EHR-Based Machine Learning Models Outperform STOP-BANG for OSA Screening: Nathanael Hwang
Nathanael Hwang discusses how EHR-based machine learning models are adding value to patients with obstructive sleep apnea.
Current screening approaches, such as the widely used STOP-BANG questionnaire, require clinician time and patient engagement and do not fully leverage routinely collected clinical data. To address these gaps, investigators developed and validated machine learning models based on electronic health record (EHR) data to identify patients at risk for OSA in a scalable, low-effort manner.

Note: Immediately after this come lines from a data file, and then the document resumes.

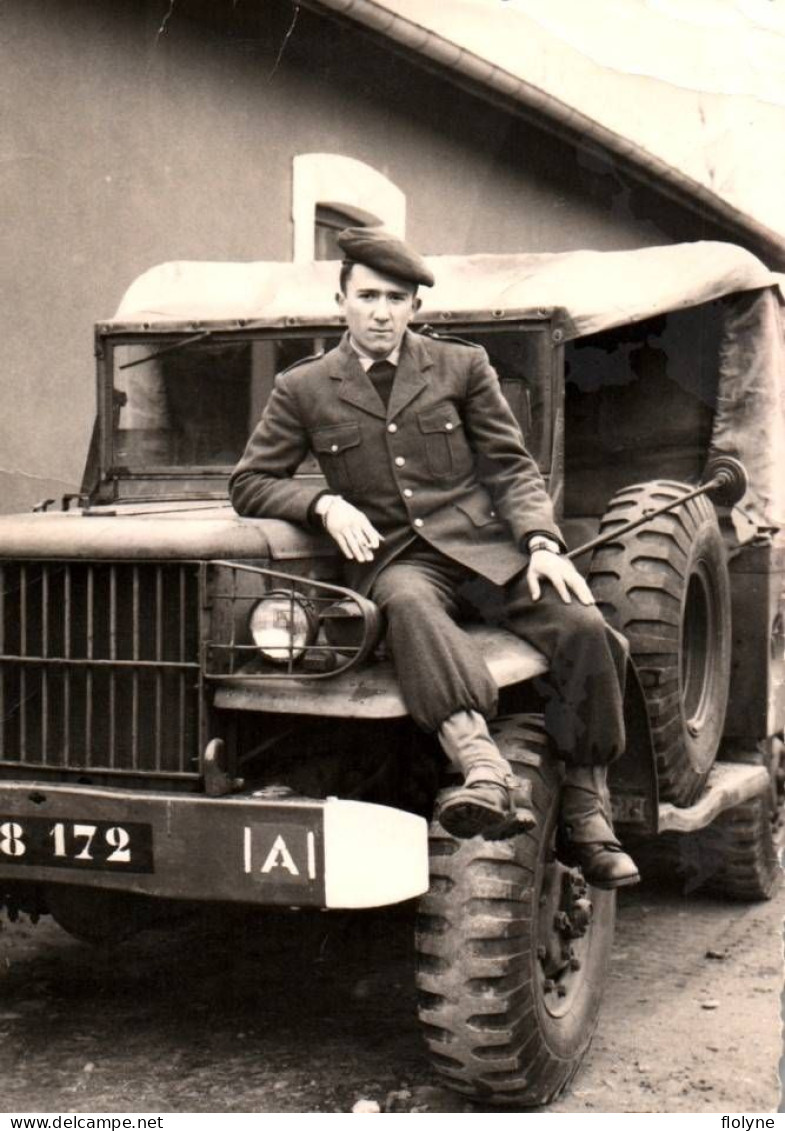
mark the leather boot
[561,766,640,890]
[437,710,536,840]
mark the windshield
[106,328,550,488]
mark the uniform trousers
[370,538,628,766]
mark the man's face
[337,264,420,357]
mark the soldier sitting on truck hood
[231,228,638,888]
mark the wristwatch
[526,534,561,554]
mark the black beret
[338,227,434,286]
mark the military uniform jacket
[230,330,561,593]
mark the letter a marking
[259,836,300,875]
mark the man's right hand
[316,495,385,562]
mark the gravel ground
[0,868,785,1113]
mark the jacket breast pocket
[417,404,473,480]
[311,423,362,491]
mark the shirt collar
[348,334,400,373]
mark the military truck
[0,243,785,1105]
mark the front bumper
[0,782,429,908]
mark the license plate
[0,815,155,872]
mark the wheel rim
[679,561,717,739]
[536,855,594,1018]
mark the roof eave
[302,0,785,268]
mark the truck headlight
[248,589,319,664]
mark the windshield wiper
[118,330,213,369]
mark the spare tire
[588,480,731,805]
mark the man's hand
[317,495,385,562]
[526,550,594,605]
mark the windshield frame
[92,311,562,503]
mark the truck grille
[0,561,199,777]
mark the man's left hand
[526,550,594,605]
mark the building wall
[0,0,737,510]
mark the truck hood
[0,502,335,561]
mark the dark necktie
[368,361,395,408]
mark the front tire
[416,716,615,1106]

Using a cohort of approximately 265,000 patients who underwent diagnostic sleep testing, the team trained 2 models, 1 to predict any OSA and another focused on moderate-to-severe OSA to better stratify disease severity. The primary models incorporated 106 EHR features, including comorbidities, laboratory values, vital signs, and demographic information, and demonstrated strong predictive performance.
Recognizing that highly complex models can be difficult to implement, the researchers also developed a “minimal model” that relies on just 4 routinely available variables: age, sex, body mass index, and race/ethnicity. Hwang noted that the minimal model performed nearly as well as the full-feature models, with both models significantly outperforming STOP-BANG with respect to area under the receiver operating characteristic curve (AUC) and net clinical benefit.

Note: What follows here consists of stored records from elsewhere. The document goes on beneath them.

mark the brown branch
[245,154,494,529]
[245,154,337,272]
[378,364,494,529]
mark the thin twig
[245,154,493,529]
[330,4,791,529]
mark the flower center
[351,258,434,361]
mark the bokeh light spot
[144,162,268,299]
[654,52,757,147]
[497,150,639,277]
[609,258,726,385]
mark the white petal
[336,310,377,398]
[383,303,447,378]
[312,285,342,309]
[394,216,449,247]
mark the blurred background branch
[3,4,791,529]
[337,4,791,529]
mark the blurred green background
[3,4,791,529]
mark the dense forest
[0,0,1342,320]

The models were externally validated, with performance maintained in independent datasets, supporting their generalizability. Kaiser Permanente is now piloting integration of these tools into primary care and perioperative workflows. Embedded within the EHR, the models continuously and passively synthesize existing patient data to generate OSA risk scores and alerts, enabling clinicians to identify high-risk individuals even when they present for non–sleep-related complaints.

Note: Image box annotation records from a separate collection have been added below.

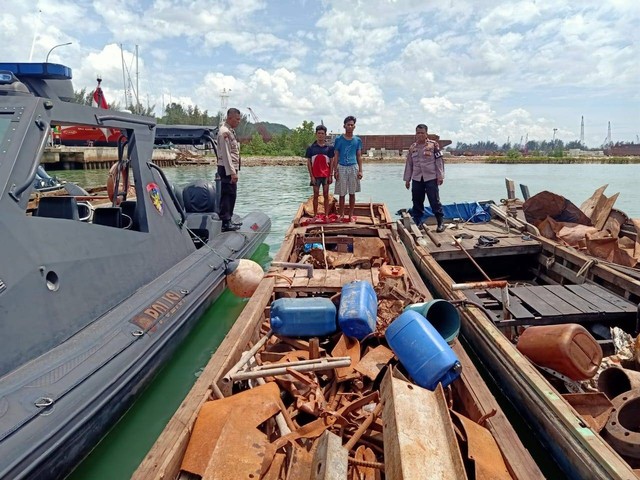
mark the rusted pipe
[271,262,313,278]
[598,367,640,400]
[231,357,351,382]
[451,280,511,320]
[349,457,384,472]
[344,402,383,451]
[222,330,273,384]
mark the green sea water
[60,163,640,480]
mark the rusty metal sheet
[353,345,394,380]
[604,389,640,460]
[181,383,281,480]
[286,443,313,480]
[331,335,360,383]
[353,237,387,258]
[352,445,380,480]
[451,410,512,480]
[261,453,287,480]
[311,431,349,480]
[562,392,613,432]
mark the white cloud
[0,0,640,146]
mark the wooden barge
[397,200,640,479]
[133,203,543,480]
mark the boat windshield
[0,115,13,145]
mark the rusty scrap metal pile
[182,323,402,479]
[518,324,640,468]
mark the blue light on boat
[0,72,14,83]
[0,63,73,80]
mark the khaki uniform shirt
[404,140,444,182]
[218,122,240,175]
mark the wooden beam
[380,369,466,480]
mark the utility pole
[136,45,142,114]
[220,88,231,126]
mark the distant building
[330,133,451,154]
[607,143,640,157]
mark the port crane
[247,107,271,142]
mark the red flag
[91,80,109,109]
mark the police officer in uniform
[218,108,242,232]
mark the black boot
[222,222,240,232]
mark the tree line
[75,88,633,157]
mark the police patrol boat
[0,63,271,479]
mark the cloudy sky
[0,0,640,147]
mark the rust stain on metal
[450,410,511,480]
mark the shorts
[309,177,327,187]
[335,163,360,197]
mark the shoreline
[242,156,640,167]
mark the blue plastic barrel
[404,299,460,343]
[338,280,378,340]
[271,297,337,337]
[385,310,462,391]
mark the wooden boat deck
[132,204,543,480]
[398,205,640,479]
[463,284,638,327]
[402,214,542,261]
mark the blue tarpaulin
[408,202,491,225]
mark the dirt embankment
[242,156,516,167]
[242,155,640,167]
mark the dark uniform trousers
[218,165,238,224]
[411,179,444,225]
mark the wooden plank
[486,288,535,320]
[311,430,349,480]
[544,285,599,313]
[580,184,609,223]
[380,369,466,480]
[509,287,561,316]
[592,193,620,230]
[567,285,623,313]
[324,269,342,288]
[399,221,640,478]
[340,269,357,285]
[582,283,638,313]
[308,268,327,288]
[371,267,380,287]
[451,341,542,480]
[516,286,582,315]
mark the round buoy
[225,258,264,298]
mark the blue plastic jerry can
[271,297,338,337]
[385,310,462,391]
[338,280,378,340]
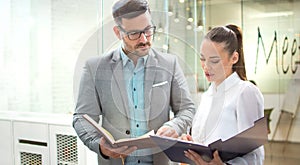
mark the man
[73,0,195,165]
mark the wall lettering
[254,27,300,74]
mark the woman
[182,25,264,165]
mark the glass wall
[0,0,300,113]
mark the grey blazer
[73,49,195,165]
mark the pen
[186,126,191,135]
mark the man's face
[118,11,155,57]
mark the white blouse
[192,72,264,165]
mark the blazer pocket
[152,81,168,88]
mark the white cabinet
[0,120,14,165]
[0,112,97,165]
[13,121,50,164]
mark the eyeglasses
[118,26,156,40]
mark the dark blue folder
[150,117,268,164]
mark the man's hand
[156,126,179,138]
[100,137,137,158]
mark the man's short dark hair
[112,0,150,25]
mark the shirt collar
[211,72,241,92]
[119,47,149,66]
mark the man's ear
[113,26,122,40]
[231,52,239,64]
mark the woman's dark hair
[205,24,247,80]
[112,0,150,25]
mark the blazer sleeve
[73,58,101,155]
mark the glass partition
[0,0,300,113]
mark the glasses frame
[118,25,156,41]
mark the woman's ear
[231,52,239,64]
[113,26,122,40]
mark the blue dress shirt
[120,48,153,165]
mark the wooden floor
[264,141,300,165]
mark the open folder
[83,114,157,149]
[150,117,268,164]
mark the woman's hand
[184,150,224,165]
[179,134,193,141]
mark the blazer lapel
[144,50,157,123]
[111,49,130,117]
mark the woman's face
[200,39,238,85]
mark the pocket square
[152,81,168,87]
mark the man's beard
[123,42,151,57]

Hwang highlighted that future work will assess model performance and clinical impact in real-world practice, beyond cohorts already referred for diagnostic sleep testing. If successful, this EHR-based machine learning approach could replace traditional questionnaires as the primary OSA screener, reduce underdiagnosis, and streamline referrals to sleep medicine, all while adding virtually no burden to clinicians or patients.